Anadolu’yu haritadan silsen, geriye taş ve toprak kalmaz. Sırtında bebeğiyle tarlaya giden kadınların duası kalır. Kimse görmez ama toprak, en derin sessizlikte bile bir şeyler anlatır. Yağmuru beklerken suskun kalır, suyu görünce kokusunu bırakır. Anadolu’nun kadınları da böyledir; susar ama sessizliklerinde bile bir şeyler büyütürler.
Toprak nasıl kokusunu yağmurla paylaşırsa, kadın da sevgisini ekmekle, dokunuşla, bir tas çorbayla paylaşır. Ve belki de dünyanın en sessiz şarkısını toprakla kadın birlikte söyler: yaşatmanın şarkısı.

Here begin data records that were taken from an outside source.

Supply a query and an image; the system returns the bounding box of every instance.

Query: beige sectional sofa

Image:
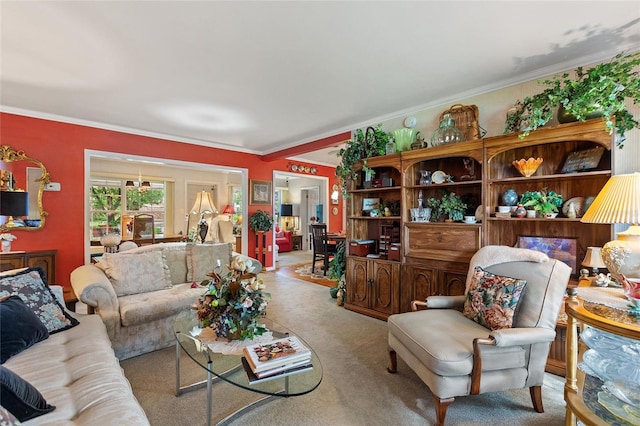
[0,268,149,426]
[71,243,262,360]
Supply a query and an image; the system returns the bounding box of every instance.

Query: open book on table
[243,336,311,374]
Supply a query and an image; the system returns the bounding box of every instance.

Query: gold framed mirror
[0,145,50,232]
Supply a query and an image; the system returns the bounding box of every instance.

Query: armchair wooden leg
[529,386,544,413]
[433,395,455,426]
[387,348,398,373]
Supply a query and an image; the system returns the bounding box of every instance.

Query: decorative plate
[431,170,447,183]
[562,197,585,217]
[475,205,484,222]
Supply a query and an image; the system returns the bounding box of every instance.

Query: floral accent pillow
[463,266,527,330]
[0,268,79,334]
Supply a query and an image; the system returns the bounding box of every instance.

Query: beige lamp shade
[580,172,640,283]
[582,247,607,268]
[580,172,640,225]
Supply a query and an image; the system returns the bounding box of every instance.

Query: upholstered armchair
[388,246,571,425]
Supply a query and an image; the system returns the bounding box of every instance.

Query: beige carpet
[122,272,565,426]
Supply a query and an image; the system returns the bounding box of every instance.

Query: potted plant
[426,191,467,221]
[249,210,273,232]
[440,192,467,222]
[329,241,347,299]
[336,124,389,197]
[521,189,562,218]
[519,52,640,147]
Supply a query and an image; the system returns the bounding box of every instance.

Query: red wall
[0,113,343,286]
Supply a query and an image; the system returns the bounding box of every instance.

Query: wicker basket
[440,104,482,140]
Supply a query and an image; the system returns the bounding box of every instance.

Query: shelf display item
[420,170,431,185]
[431,170,447,183]
[502,189,518,206]
[391,128,418,152]
[562,197,586,218]
[431,114,465,146]
[513,157,544,177]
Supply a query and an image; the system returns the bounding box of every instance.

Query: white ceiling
[0,0,640,164]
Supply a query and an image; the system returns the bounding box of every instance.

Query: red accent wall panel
[0,113,343,286]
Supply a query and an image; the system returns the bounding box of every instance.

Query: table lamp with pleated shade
[580,172,640,283]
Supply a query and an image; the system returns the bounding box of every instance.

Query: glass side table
[173,310,322,425]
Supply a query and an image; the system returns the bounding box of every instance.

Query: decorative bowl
[513,157,543,177]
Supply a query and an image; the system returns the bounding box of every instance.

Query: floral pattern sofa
[71,243,262,360]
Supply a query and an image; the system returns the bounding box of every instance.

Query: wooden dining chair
[309,223,336,275]
[133,214,156,245]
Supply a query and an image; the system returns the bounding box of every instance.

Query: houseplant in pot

Toprak çatladığında içinden bir filiz çıkarabiliyorsa, kadının kırıldığı yerden de hayat sızar. Anadolu kadınları, ekmek yoğurur, buğday ayıklar, biriktirdikleri tohumlardan, nice yeni filizler yeşertirler. Adeta insanlığı, toprağı ve kısaca dünyayı yaşatmak için yaşar, kimseye, şikâyet etmeden, kimseyi yormadan yapar. Çünkü o bir Anadolu kadınıdır. Bilir ki teri toprağa karıştığında ekmeğe dönüşür; sabrı yeni bir nefese, yeni bir hayata dönüşür.

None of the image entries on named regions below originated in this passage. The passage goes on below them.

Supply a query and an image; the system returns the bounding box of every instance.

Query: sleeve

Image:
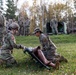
[41,37,49,50]
[9,35,22,49]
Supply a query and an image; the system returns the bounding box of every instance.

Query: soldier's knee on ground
[0,59,6,66]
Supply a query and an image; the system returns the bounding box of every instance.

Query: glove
[37,46,41,49]
[19,45,25,49]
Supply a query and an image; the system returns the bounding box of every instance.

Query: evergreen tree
[5,0,16,19]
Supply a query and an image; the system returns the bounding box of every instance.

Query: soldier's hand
[20,45,25,49]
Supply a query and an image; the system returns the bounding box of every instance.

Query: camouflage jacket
[1,32,20,50]
[39,33,56,50]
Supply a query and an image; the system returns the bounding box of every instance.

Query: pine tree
[5,0,16,19]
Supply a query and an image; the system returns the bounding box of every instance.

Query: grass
[0,35,76,75]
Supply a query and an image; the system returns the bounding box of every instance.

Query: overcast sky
[3,0,71,8]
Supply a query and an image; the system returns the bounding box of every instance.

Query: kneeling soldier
[0,23,23,67]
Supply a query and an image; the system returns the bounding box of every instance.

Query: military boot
[59,56,68,63]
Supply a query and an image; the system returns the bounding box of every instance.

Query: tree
[5,0,16,19]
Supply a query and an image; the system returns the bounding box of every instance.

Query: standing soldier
[0,23,24,67]
[34,28,67,62]
[24,18,30,35]
[18,15,24,35]
[0,11,5,47]
[50,17,58,34]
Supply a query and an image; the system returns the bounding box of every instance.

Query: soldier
[18,16,24,35]
[24,18,30,35]
[0,23,24,67]
[50,17,58,34]
[0,12,5,47]
[34,28,67,62]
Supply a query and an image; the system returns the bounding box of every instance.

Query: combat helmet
[9,22,20,30]
[0,13,5,26]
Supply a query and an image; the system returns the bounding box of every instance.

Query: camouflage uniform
[0,13,6,47]
[24,18,30,35]
[0,22,23,66]
[50,19,58,34]
[18,16,24,35]
[39,29,67,62]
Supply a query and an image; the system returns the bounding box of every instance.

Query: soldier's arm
[9,36,24,49]
[41,37,49,49]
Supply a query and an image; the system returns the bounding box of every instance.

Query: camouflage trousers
[0,50,17,67]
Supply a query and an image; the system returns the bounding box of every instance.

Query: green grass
[0,35,76,75]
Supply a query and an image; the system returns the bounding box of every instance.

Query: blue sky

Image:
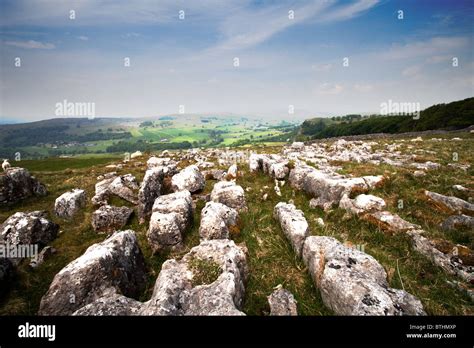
[0,0,474,120]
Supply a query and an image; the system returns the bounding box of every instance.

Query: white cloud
[5,40,56,50]
[316,82,344,95]
[311,63,332,72]
[354,83,374,93]
[402,65,421,77]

Dünya nice savaşlar, yokluklar gördü; ama Anadolu kadınının cesurca verdiği mücadele, en gür sesiyle tarihte yerini aldı. Çünkü o, savaşta cepheye ekmek taşırken bile cesaretin adını yeniden yazan, dünyaya kahramanlığın en zarif halini gösteren bir yürekti. O yüzden dünyada ona “Türk Anadolu Kadını” derler; adı bereketle, cesaretle ve sabırla anılır. Tıpkı Nene Hatun’un sessizce vatanını savunması gibi… Toprak ve kadının ortak sırrı, kuraklıkta bile umudu saklamaktır. Elif Ana’nın avuç avuç tohumları yeniden toprağa ekmesi gibi… Dünyanın en güzel kahramanlık hikâyeleri Anadolu kadınlarının sessiz adımlarında saklıdır; çünkü onlar savaşa bile hayat taşımayı bilen yüreklerdir.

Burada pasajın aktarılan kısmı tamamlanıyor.